Rhubarb makes me weak in the knees,” Odessa Piper wrote me in a recent email. I hear that. Rhubarb is the vegetable that thinks it’s a fruit, which makes it the vegetable of choice for desserts. It’s light, sharp, and sour, like raspberries at the height of summer. That sourness is a natural partner for sweet fruit; it also goes well with richness, especially dairy products.

At this time of year I buy a couple of pounds a week. If I’m lucky, my wife will get to the rhubarb before me. She’ll toss slices with sugar, lay them in a pan, and bake them under a crumble topping made of butter, oats, flour, and brown sugar. The two of us can go through a nine-by-fourteen pan of crisp in two days, especially if there’s crème fraîche to go on the side. But mostly I just wash the stalks, cut them into pieces that fit in a pot, then stew them with the tiniest amount of water and a healthy dose of sugar, taking the pot off the heat when about half the pieces are still recognizable. It goes over yogurt in the morning and vanilla ice cream at night.
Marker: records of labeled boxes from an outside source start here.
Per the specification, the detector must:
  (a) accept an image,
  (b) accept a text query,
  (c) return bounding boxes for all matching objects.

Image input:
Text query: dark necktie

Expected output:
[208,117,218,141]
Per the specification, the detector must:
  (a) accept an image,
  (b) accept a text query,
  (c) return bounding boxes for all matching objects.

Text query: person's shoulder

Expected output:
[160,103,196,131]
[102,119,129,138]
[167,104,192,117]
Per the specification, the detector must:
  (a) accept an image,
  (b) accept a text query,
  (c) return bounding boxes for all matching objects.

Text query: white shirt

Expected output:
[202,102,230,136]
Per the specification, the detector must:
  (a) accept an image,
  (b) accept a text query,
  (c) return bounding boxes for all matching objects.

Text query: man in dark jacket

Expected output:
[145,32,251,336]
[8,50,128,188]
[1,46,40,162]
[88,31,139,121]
The combination of sour rhubarb and sweetness sets off savory richness perfectly, and I’ve used a rhubarb sauce (sometimes with strawberries or cherries, sometimes without) as a complement to roast pork or duck (a.k.a. “the pig with wings”). It’s like a side of applesauce but more flavorful. All this and a beautiful red color too—it’s one reason late spring is so beautiful.